Repository metadata

Repositories tracked by Sourcegraph can be associated with user-provided key-value pairs. Once this metadata is added, it can be used to filter searches to the subset of matching repositories.

Metadata can be added either as key-value pairs or as tags. Key-value pairs can be searched with the filter repo:has(mykey:myvalue). repo:has.key(mykey) can be used to search over repositories with a given key irrespective of its value. Tags are just key-value pairs with a null value and can be searched with the filter repo:has.tag(mytag).

Examples

Repository owners

One way this feature might be used is to add the owning team of each repository as a key-value pair. For example, the repository github.com/sourcegraph/security-onboarding repository is owned by the security team, so we could add owning-team:security as a key-value pair on that repository.
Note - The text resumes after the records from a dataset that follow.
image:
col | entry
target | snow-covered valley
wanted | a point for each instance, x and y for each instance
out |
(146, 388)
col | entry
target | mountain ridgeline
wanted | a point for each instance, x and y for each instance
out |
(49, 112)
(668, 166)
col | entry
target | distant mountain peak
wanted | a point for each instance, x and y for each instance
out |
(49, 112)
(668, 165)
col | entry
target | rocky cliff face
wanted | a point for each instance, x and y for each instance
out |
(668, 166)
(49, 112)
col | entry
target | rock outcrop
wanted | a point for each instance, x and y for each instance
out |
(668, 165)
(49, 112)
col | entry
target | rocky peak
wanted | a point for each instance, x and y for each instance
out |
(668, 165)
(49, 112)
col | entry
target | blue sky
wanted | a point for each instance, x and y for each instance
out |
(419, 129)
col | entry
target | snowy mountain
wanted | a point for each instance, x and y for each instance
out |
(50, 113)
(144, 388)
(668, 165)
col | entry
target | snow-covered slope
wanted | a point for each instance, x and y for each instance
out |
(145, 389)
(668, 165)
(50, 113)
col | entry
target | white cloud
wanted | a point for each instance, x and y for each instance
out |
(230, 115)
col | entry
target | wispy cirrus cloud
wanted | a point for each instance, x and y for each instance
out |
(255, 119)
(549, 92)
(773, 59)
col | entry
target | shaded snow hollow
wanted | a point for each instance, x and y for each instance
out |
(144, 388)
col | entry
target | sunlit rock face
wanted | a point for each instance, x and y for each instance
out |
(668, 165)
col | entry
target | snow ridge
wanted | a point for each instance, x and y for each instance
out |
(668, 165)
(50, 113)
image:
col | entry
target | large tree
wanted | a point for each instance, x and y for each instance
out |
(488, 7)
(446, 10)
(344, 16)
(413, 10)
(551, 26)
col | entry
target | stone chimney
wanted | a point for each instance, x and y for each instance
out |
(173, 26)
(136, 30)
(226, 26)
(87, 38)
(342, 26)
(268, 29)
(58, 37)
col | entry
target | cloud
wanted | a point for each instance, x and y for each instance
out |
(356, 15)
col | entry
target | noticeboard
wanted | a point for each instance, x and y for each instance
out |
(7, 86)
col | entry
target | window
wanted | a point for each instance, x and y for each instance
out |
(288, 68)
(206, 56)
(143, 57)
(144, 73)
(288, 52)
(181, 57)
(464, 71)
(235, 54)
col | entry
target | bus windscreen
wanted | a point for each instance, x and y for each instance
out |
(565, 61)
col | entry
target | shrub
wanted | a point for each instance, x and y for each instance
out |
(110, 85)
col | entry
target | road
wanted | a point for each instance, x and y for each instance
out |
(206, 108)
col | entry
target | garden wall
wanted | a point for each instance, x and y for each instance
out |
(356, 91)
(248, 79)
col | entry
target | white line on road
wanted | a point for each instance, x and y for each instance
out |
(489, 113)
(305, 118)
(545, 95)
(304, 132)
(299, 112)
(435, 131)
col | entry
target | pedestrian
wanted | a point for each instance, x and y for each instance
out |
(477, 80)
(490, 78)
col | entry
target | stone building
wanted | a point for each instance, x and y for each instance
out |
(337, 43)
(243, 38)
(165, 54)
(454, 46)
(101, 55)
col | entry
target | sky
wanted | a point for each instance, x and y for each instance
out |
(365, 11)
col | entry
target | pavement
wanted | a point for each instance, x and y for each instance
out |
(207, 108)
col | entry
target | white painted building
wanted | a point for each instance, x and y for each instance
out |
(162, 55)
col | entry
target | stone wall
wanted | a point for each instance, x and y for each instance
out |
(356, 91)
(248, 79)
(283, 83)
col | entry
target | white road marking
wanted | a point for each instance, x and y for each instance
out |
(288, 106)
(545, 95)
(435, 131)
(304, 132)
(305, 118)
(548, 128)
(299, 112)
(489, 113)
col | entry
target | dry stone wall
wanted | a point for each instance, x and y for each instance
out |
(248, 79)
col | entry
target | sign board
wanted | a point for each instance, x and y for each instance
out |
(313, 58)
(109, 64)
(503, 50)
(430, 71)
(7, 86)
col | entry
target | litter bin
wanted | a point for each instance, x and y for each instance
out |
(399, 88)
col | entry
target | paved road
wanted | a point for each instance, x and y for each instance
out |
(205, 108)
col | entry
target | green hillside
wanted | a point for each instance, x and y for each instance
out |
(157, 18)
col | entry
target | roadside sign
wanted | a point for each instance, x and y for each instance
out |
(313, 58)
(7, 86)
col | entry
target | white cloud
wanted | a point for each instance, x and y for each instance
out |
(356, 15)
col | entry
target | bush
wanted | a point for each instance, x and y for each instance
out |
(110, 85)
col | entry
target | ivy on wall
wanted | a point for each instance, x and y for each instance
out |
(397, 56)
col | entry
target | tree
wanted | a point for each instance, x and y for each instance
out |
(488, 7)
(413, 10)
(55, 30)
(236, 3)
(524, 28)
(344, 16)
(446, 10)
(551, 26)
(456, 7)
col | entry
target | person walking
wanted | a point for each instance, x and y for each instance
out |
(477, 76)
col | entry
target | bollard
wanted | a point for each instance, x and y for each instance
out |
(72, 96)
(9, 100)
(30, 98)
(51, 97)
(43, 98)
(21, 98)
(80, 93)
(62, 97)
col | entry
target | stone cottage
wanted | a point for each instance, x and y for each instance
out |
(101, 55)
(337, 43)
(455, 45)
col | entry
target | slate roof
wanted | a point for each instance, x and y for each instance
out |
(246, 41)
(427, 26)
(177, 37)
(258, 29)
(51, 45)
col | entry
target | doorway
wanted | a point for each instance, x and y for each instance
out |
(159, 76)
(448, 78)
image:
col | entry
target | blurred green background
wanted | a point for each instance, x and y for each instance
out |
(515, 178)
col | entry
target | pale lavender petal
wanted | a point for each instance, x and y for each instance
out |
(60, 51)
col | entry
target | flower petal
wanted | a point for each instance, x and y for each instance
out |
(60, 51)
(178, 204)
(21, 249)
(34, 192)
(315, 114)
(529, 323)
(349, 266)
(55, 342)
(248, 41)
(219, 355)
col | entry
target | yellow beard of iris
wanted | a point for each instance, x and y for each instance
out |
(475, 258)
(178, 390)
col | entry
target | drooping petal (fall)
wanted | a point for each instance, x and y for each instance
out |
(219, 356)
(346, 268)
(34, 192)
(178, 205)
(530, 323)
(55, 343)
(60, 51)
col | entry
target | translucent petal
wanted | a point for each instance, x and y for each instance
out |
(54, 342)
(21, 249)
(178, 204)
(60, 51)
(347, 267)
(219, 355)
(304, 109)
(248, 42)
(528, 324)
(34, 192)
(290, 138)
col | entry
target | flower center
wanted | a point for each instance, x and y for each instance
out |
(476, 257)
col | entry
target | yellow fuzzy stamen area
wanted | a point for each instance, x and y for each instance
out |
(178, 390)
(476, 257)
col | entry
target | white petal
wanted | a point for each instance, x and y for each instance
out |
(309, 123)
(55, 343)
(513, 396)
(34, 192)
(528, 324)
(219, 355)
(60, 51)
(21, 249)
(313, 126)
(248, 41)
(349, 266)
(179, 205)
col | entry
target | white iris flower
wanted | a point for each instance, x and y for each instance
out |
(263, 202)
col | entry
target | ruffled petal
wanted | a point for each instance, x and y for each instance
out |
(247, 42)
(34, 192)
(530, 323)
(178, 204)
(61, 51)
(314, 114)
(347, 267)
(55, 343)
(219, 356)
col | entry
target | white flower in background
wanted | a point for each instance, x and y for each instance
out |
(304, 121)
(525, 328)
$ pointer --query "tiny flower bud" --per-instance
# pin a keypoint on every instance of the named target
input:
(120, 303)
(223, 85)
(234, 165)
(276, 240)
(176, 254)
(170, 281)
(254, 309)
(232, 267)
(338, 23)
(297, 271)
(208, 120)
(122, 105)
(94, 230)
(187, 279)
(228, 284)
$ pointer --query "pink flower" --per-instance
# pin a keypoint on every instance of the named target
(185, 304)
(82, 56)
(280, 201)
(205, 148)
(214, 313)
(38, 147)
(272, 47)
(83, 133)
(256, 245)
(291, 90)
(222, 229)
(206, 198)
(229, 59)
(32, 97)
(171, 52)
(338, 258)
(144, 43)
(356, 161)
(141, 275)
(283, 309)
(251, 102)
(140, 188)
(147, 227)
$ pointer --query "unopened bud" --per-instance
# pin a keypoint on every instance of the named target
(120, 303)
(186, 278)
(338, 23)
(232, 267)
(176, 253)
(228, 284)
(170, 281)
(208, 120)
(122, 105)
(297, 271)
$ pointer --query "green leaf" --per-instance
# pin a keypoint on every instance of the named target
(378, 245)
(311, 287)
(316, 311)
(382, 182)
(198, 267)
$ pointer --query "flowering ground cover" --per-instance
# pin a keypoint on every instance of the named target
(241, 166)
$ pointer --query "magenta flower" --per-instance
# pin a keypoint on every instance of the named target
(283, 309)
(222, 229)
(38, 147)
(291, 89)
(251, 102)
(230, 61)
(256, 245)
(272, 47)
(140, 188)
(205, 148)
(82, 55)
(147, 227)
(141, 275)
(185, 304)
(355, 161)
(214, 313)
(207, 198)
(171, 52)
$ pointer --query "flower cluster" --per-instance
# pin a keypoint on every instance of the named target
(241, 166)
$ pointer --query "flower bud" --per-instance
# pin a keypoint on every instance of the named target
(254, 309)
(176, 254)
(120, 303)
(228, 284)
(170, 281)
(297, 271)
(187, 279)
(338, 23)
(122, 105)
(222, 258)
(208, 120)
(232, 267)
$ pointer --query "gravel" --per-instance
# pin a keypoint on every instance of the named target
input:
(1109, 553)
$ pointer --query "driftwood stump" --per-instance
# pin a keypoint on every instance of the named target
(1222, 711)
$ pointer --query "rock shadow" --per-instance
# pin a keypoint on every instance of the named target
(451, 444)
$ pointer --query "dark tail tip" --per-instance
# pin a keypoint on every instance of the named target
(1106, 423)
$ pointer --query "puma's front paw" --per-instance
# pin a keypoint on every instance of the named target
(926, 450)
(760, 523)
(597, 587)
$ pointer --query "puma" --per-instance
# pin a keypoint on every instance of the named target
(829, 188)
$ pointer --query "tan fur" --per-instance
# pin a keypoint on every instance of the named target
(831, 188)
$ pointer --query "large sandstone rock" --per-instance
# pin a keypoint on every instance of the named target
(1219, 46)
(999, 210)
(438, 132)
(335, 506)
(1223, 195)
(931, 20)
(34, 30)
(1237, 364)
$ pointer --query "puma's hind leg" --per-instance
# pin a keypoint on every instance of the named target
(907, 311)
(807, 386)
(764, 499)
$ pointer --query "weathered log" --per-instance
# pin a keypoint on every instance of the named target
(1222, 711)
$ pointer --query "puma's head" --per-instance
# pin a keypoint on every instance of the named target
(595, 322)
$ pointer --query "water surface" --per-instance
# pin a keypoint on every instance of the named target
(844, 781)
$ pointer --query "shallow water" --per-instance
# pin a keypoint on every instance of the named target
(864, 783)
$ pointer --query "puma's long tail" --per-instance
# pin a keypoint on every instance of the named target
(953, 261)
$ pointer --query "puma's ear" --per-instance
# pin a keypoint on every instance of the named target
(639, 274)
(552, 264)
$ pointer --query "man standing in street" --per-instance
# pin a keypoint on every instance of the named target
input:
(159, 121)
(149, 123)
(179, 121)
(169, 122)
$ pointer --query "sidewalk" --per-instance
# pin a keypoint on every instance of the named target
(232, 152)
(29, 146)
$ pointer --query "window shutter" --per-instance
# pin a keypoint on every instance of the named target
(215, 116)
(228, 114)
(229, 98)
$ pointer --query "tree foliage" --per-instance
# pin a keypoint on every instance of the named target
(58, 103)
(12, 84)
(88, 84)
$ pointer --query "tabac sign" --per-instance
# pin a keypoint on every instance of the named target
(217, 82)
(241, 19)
Once those key-value pairs are added, they can be used to filter searches to only the code that is owned by a specific team with a search like repo:has(owning-team:security) account creation.

GitHub topics

Another way this could be used is to ingest GitHub topics as tags so repositories can be searched by GitHub topic. Once ingested, if you wanted to search for repositories with the github topic machine-learning, you could run the search repo:has.tag(machine-learning).

Adding metadata

Currently, there are two ways to add metadata to a repository: Sourcegraph's GraphQL API, and the src-cli command line tool.

GraphQL

Metadata can be added with the addRepoKeyValuePair mutation, updated with the updateRepoKeyValuePair mutation, and deleted with the deleteRepoKeyValuePair mutation. You will need the GraphQL ID for the repository being targeted.

mutation AddSecurityOwner($repoID: ID!) {
  addRepoKeyValuePair(repo: $repoID, key: "owning-team", value: "security") {
    alwaysNil
  }
}

mutation UpdateSecurityOwner($repoID: ID!) {
  updateRepoKeyValuePair(repo: $repoID, key: "owning-team", value: "security++") {
    alwaysNil
  }
}

mutation DeleteSecurityOwner($repoID: ID!) {
  deleteRepoKeyValuePair(repo: $repoID, key: "owning-team") {
    alwaysNil
  }
}

src-cli

Metadata can be added using src repos add-kvp, updated using src repos update-kvp, and deleted using src repos delete-kvp. You will need the GraphQL ID for the repository being targeted.

$ src repos add-kvp -repo=repoID -key=owning-team -value=security
Key-value pair 'owning-team:security' created.

$ src repos update-kvp -repo=repoID -key=owning-team -value=security++
Value of key 'owning-team' updated to 'security++'

$ src repos delete-kvp -repo=repoID -key=owning-team
Key-value pair with key 'owning-team' deleted.